National League Division Two

Fermanagh v Westmeath

Sunday, TEG Cusack Park, 2pm

STEPHEN McGullion says it was the players themselves who spearheaded Fermanagh’s second-half revival against Roscommon – and he’s hopeful that they can repeat the trick in their next match against Westmeath.

Ryan McMenamin was an uncompromising figure on the field of play, but he’s no dictator off it. He divided his players into forwards and backs at half-time (something common in Dublin changing rooms under Jim Gavin) and they were allowed to figure out themselves where they’d been going wrong against the Rossies (they were down 0-10 to 0-3 at half-time).

Lo and behold they were a different animal entirely in the second-half and they grabbed their first points of the campaign in an uber-competitive Division Two this year.

McGullion, who’s in his first year back in county colours after a stint on the panel in 2016, said: “It was player-driven really. We knew we hadn’t performed as well as we could have.

We split into forwards and backs and chatted about what went well and what didn’t go well, and how we could solve those problems.

We knew ourselves we needed to lift the intensity and that we’d showed Roscommon too much respect in the first-half, allowing them to build too easily.

They were getting a lot of short-kickouts away too easily and they pulled us all over the place when passing the ball around.

In the second-half we pushed up on their kick-outs and tried to pen them in and it worked a lot better for us.”

McMenamin’s hands-off approach seems to be popular with his players, but McGullion says he isn’t afraid to lay down the law when the moment requires it as well.

He’s very much a player’s manager. He gives us a lot of the control. Our opinions are valued in terms of what we personally think is going well and what we can improve on.

He’s very approachable and will always tell you what you’re doing well and what you can improve on instead of just roaring the head off you. He can do that if it’s needed as well but every manager has to be able to show both sides.”

McGullion hasn’t been part of the Fermanagh panel in the last few years, but he hasn’t been sitting on his backside either.

An imposing speciman these days, he’s a key player on the Derrygonnelly team which has won five senior championship titles on-the-trot, and he says the main reason he didn’t make it back in 2016 as an intercounty player was his physical immaturity.

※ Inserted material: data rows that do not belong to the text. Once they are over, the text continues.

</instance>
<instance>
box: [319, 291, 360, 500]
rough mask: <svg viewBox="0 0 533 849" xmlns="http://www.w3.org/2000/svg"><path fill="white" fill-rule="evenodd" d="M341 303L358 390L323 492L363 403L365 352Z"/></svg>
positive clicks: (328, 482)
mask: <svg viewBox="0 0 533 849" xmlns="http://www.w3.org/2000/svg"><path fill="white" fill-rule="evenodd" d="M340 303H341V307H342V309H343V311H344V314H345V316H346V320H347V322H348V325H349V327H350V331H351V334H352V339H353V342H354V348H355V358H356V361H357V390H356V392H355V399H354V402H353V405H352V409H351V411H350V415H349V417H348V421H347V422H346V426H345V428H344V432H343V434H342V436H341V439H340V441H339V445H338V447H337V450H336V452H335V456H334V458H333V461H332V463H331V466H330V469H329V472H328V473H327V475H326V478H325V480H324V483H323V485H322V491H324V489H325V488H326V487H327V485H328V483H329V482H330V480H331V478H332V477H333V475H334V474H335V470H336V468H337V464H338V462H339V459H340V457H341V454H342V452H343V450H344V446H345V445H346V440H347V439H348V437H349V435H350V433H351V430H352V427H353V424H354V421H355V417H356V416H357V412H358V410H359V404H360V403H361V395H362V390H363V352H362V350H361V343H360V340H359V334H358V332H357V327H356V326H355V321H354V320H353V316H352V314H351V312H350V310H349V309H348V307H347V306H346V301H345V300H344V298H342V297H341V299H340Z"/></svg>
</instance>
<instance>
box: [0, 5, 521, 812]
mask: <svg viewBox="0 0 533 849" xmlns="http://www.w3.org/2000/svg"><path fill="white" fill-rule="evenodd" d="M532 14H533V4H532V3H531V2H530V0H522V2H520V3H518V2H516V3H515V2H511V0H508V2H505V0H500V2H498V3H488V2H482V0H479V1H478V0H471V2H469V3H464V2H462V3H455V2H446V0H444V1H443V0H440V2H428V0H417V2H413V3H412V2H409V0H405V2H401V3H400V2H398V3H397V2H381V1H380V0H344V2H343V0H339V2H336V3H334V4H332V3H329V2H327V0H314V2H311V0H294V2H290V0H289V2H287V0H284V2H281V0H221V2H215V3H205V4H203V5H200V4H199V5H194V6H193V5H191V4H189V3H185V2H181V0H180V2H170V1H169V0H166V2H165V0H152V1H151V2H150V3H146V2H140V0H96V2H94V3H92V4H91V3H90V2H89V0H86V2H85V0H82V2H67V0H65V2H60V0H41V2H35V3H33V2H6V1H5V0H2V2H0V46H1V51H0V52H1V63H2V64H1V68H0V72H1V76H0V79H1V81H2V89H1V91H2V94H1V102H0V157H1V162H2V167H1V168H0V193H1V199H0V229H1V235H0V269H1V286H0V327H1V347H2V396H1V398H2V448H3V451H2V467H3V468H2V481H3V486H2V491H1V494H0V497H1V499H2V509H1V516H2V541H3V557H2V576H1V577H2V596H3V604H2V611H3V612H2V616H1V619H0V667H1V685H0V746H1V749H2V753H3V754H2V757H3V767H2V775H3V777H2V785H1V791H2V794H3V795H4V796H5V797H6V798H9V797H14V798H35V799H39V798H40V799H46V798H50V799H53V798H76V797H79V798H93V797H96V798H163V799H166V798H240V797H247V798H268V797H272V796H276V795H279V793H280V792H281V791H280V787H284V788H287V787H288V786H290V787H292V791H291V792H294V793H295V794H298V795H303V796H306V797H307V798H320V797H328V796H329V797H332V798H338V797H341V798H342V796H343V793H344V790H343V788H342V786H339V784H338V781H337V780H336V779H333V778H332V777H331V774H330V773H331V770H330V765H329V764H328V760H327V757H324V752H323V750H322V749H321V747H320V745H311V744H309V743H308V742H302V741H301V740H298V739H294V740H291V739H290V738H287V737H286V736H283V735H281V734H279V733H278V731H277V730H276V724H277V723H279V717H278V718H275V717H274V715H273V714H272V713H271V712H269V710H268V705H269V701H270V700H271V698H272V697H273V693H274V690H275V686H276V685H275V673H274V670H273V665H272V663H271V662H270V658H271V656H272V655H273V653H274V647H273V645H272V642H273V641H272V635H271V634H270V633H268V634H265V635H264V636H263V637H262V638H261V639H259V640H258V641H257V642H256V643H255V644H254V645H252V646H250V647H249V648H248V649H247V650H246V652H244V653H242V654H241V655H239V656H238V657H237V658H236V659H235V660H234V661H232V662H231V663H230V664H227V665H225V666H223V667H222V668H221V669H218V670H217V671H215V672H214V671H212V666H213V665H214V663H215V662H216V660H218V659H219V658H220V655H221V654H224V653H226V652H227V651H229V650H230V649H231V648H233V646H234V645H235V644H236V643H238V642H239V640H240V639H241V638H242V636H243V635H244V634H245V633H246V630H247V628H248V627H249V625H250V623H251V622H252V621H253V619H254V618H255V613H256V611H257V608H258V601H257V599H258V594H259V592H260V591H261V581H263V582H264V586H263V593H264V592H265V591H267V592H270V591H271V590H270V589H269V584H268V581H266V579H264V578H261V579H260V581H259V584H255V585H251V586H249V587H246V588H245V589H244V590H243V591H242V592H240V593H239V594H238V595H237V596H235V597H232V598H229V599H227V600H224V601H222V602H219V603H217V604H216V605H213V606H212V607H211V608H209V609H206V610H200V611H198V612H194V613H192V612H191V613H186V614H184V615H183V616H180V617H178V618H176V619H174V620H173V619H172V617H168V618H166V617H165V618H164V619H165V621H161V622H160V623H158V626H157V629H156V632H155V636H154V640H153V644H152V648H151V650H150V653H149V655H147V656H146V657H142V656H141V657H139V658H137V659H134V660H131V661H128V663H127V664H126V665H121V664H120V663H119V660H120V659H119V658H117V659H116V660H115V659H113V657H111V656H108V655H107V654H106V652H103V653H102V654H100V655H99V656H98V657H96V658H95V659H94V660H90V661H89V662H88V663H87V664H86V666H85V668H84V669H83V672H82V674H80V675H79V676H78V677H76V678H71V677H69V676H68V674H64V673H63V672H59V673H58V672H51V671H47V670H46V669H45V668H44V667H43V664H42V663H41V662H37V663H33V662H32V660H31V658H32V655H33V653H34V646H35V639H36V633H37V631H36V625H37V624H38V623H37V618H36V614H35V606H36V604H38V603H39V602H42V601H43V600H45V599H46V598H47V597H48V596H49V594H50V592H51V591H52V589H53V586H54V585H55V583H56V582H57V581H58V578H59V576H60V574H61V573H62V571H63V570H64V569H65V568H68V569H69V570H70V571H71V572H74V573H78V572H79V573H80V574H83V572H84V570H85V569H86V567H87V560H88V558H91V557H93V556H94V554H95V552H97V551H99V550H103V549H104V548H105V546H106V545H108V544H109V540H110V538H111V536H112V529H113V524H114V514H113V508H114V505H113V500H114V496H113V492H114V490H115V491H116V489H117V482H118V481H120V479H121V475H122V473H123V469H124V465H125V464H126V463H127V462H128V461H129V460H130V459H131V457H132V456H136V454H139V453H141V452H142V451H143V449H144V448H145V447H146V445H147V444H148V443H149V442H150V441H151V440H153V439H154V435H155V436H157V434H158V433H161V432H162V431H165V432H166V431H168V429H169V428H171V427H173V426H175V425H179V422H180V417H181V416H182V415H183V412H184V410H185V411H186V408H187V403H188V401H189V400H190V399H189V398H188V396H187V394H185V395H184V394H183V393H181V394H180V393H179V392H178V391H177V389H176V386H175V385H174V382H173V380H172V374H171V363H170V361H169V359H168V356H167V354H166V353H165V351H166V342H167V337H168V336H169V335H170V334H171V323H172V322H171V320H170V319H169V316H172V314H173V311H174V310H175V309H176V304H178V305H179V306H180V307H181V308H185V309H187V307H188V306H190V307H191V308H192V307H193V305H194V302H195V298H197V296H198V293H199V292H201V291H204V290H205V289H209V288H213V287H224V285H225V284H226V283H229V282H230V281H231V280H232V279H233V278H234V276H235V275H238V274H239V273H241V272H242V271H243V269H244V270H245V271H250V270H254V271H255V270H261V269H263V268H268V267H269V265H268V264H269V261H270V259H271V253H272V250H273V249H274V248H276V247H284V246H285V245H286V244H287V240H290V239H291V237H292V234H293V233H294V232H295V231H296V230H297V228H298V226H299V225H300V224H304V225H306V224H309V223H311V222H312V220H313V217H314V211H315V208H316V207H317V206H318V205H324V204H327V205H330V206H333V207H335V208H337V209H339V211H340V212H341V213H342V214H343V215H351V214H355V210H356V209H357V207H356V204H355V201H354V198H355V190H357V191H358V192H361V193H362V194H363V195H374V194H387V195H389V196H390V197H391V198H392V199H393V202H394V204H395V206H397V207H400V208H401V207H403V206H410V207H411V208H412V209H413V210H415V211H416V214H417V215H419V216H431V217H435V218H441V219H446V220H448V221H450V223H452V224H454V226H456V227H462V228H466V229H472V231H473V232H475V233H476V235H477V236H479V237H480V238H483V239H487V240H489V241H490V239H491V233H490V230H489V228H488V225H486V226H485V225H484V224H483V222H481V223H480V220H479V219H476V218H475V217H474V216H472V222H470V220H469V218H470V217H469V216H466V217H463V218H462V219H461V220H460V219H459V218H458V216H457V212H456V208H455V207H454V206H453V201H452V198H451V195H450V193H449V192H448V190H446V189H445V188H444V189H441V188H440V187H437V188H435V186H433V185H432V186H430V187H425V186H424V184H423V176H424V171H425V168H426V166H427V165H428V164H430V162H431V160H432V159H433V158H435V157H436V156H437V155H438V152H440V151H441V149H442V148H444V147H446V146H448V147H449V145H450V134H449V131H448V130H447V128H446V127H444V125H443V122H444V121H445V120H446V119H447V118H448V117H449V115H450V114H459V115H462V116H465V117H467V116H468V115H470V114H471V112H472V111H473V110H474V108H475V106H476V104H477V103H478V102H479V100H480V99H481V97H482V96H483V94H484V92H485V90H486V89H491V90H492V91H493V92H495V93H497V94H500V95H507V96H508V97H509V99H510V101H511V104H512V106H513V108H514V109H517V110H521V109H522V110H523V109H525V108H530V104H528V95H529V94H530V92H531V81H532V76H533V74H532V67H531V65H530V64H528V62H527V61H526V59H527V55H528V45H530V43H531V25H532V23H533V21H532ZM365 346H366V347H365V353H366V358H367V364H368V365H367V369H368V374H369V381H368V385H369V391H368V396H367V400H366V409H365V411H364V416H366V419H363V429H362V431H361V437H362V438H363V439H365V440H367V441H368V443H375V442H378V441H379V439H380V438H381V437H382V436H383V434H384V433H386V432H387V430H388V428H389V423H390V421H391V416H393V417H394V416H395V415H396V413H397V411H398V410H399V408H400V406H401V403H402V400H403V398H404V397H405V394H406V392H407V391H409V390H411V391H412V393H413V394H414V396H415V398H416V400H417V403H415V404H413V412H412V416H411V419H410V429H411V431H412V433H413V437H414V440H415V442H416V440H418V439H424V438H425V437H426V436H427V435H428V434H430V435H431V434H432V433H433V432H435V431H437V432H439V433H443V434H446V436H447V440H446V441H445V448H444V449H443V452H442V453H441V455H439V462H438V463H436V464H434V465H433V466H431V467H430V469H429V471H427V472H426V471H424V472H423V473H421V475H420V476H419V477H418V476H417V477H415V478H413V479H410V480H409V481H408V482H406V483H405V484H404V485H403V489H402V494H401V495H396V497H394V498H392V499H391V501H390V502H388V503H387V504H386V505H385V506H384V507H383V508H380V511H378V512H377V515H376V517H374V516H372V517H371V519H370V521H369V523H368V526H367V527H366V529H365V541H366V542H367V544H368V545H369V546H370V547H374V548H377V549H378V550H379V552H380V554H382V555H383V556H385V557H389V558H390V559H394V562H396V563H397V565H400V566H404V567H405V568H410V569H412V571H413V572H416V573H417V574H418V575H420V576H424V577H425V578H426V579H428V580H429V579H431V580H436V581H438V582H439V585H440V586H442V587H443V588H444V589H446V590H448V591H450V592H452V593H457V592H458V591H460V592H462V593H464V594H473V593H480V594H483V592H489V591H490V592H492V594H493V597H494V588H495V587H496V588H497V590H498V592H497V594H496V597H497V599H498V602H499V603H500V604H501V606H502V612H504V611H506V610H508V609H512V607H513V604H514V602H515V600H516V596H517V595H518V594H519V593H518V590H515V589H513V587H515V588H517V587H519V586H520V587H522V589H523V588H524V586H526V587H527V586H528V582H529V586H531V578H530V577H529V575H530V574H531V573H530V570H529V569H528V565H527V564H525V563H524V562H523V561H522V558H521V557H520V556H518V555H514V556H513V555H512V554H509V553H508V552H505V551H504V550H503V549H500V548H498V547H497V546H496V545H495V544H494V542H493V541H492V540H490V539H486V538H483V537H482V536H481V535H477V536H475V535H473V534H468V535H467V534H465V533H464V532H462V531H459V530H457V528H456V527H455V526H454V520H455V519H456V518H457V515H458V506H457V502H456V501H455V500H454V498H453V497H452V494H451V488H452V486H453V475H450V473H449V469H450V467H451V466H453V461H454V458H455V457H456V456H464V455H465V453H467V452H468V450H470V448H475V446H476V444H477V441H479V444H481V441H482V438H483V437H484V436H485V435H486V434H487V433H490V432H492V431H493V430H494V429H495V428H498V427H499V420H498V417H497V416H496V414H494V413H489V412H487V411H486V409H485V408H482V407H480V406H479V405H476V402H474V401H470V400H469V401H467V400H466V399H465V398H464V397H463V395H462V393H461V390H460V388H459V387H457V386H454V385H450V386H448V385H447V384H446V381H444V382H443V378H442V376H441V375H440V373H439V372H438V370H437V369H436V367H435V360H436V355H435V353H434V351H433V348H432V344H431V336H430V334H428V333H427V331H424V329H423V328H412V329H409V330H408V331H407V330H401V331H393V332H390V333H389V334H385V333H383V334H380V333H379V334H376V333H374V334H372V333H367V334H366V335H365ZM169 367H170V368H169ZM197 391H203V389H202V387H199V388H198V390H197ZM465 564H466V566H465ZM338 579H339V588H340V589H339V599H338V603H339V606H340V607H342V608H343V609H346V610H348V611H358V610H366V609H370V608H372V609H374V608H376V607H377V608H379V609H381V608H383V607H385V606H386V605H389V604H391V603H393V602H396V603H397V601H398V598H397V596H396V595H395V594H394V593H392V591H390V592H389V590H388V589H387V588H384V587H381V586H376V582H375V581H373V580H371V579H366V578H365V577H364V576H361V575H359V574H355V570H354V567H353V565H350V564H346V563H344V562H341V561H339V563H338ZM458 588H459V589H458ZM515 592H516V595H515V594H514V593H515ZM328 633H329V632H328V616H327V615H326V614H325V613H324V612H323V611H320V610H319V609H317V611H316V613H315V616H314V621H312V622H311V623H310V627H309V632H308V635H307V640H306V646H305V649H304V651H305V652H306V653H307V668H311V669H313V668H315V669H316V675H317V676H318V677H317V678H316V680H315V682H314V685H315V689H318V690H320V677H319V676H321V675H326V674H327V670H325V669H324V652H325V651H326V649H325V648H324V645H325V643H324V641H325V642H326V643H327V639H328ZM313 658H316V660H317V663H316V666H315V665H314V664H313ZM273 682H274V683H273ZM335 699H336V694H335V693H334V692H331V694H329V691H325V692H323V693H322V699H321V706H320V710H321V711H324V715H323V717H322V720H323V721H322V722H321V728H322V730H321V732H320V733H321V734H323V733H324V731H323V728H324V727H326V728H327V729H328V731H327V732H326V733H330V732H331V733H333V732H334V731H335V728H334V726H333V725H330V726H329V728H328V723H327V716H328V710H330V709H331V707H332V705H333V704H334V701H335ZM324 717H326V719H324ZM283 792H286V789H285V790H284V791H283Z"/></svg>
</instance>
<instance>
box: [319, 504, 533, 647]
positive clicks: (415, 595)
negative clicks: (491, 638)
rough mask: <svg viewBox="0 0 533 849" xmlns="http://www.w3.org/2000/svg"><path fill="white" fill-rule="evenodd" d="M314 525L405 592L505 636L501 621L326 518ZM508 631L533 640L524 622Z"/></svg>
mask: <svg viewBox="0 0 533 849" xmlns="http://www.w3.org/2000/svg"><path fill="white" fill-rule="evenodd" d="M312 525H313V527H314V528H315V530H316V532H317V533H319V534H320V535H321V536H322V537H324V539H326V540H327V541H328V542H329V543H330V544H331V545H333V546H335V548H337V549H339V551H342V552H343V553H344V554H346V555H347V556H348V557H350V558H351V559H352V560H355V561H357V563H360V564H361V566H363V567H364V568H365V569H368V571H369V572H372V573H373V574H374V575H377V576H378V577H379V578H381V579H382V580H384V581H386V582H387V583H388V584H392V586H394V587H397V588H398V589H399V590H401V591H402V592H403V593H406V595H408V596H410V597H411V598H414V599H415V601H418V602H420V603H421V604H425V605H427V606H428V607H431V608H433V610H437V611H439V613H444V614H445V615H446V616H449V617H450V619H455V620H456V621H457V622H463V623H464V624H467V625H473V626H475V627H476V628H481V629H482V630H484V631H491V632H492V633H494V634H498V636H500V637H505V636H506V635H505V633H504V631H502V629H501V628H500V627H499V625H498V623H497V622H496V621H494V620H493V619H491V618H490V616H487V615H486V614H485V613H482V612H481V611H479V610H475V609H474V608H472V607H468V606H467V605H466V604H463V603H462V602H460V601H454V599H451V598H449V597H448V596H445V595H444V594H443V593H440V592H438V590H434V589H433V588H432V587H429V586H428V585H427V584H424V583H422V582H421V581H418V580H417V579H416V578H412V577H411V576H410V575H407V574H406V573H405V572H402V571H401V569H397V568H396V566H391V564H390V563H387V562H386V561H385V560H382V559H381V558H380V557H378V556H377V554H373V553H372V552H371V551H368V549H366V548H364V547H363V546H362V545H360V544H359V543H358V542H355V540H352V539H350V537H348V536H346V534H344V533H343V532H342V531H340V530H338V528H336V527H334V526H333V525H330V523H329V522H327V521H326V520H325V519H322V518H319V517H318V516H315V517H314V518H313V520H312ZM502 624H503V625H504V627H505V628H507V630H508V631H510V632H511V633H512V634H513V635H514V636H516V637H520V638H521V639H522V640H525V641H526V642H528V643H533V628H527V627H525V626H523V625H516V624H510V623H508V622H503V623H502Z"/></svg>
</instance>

I was in for the McKenna Cup in 2016 when Pete McGrath was in charge. Looking back it was a year or two too early for me. I wasn’t physically developed enough and I found the step up massive.”

This is Fermanagh’s second year back in Division Two, and although they’re known throughout the land as a hard team to beat, one imagines it’s still a bit different than gobbling up league and championship titles with Derrygonnelly.

McGullion commented: “We always go into every game thinking we can get a result. You always know it’s going to be a hell of a battle when you put on a Fermanagh jersey for the simple fact that it’s intercounty football.

I wouldn’t say the psychology of it is different, but it’s very easy to get yourself up for a game of intercounty football as one bad performance could mean you’re out of the team.”

While Fermanagh – the lucky ducks – were given the Christmas week off to spend with their friends and families, it’s still been a busy period for McGullion whose club season to came an end with an agonising Ulster Championship semi-final defeat to Kilcoo. They kicked themselves out of it with a series of bad wides so it wasn’t easy watching on as the Magpies ended up in the All-Ireland final.

It was touch watching them [Kilcoo] to be honest. It’s one of those what ifs – you’ll always wonder about what you could do differently. You just have to pick yourself up and life goes on.

Personally I only got about two weeks off after the Ulster Championship, but the Ulster campaign probably stood to me in terms of fitness. We’ve done good work to be fair. We trained intensely before the McKenna Cup and then we used that competition to try things out. We feel we’re in good shape and want to give Division Two a good rattle.”